GPU Confidential Computing

This page describes how COCOON workers use NVIDIA GPUs for confidential AI inference inside Intel TDX virtual machines. It covers the hardware and VBIOS requirements, GPU passthrough with VFIO, GPU attestation, model validation, multi‑GPU setups, and the overall security and trust model within this scope.

Index

Hardware Requirements
- Supported GPUs
- VBIOS Update
GPU Passthrough (VFIO)
GPU Attestation
Model Validation
Multi-GPU Setup
- Current Approach: Multiple Workers
- Future: Multiple GPUs per Worker
Security Considerations
Further Reading

Hardware Requirements

COCOON workers use GPUs for AI inference inside TDX VMs. This requires:

GPU Passthrough - Gives the TDX guest direct access to GPU hardware (via VFIO)
GPU Attestation - Proves the GPU is in Confidential Computing mode
Model Validation - Verifies that the correct model is loaded

Supported GPUs

Minimum:

NVIDIA H100 or newer
Confidential Computing (CC) support
Updated VBIOS for attestation (requires NVIDIA support)

Tested:

NVIDIA H200 NVL

Note: Consumer GPUs (RTX series) are not supported for production.

VBIOS Update

Required for GPU attestation (proving GPU is in CC mode):

GPU attestation requires a CC-enabled VBIOS. Standard VBIOS versions may not support attestation features.

How to update:
Request a CC-enabled VBIOS from NVIDIA support, provide details and flash it per the instructions.

Important: VBIOS updates are only available through official NVIDIA support channels. This is not optional for production deployment.

GPU Passthrough (VFIO)

Concept

VFIO (Virtual Function I/O) allows TDX guest to access GPU hardware directly:

Guest has direct GPU access (no hypervisor mediation)
Near-native performance
GPU memory isolated from host

Host Setup

Use scripts/setup-gpu-vfio script:

# List GPUs
./scripts/setup-gpu-vfio

# Setup GPU for TDX passthrough
sudo ./scripts/setup-gpu-vfio --setup 0000:01:00.0

# Restore GPU to normal usage
sudo ./scripts/setup-gpu-vfio --restore 0000:01:00.0

The script:

Enables CC mode on GPU (disables pPCIe mode)
Detaches GPU from NVIDIA driver
Binds to vfio-pci driver
Configures udev rules for permissions (?)
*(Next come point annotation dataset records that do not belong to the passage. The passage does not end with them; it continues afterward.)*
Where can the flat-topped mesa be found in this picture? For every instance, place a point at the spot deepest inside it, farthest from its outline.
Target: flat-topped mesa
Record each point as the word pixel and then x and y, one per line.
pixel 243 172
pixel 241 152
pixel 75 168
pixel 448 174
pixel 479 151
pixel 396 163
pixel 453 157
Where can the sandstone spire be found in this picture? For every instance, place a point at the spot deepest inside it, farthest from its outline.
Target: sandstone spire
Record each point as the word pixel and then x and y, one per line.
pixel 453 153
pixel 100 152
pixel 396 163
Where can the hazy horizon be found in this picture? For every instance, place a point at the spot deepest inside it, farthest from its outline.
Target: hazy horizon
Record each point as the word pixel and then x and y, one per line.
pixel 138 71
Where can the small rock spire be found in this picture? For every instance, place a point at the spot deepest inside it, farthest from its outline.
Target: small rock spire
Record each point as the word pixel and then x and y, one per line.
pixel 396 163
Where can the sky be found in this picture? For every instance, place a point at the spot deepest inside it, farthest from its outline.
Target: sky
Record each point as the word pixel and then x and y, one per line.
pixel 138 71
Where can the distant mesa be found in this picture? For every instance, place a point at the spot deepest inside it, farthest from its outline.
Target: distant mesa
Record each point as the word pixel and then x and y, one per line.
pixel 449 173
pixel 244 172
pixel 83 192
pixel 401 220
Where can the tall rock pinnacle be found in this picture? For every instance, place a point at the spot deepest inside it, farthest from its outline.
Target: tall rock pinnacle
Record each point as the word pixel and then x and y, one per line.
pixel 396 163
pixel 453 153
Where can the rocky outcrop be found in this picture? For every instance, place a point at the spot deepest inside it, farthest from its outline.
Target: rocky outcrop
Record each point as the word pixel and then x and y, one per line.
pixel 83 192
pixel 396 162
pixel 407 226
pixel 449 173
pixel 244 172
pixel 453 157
Manual setup: The script is essentially a wrapper over NVIDIA GPU admin tools. It may better suit your needs as the script is not tested for different setups.

QEMU Configuration

See scripts/cocoon-launch for full QEMU setup.

GPU passed to guest via: -device vfio-pci,host=<pci-address>

TDX Limitations

Currently only one GPU per guest is supported. This restriction will be lifted in the future.

GPU Attestation

Basics

NVIDIA GPUs with CC support can generate hardware attestations similar to TDX:

GPU has hardware attestation key (burned into GPU)
GPU generates attestation including:
- GPU model and VBIOS version
- CC mode status (on/off)
- Firmware measurements
Attestation signed by NVIDIA's root keys

Verification at Boot

Implementation: reprodebian/gpu_attest/gpu_attest.py

During TDX guest boot (via systemd service nvidia-tdx.service, runs before cocoon-init):

Script calls NVIDIA attestation SDK
Generates GPU evidence with random nonce
Verifies attestation against policy
Checks: CC mode enabled, firmware signatures valid, certificates not revoked

If verification fails → guest boot fails (prevents running without valid GPU).

Policy: See reprodebian/gpu_attest/attest_policy.json

Checks include:

GPU architecture matches
Attestation signature verified
Certificate chains valid (not revoked)
VBIOS and driver measurements match
Nonce matches (prevents replay)

Current Limitation

GPU attestation currently requires updated VBIOS. If VBIOS is outdated:

Verification fails
Guest won't start
Contact NVIDIA support for VBIOS update

Integration with COCOON

GPU verification happens at boot, result not currently included in TLS certificate user claims.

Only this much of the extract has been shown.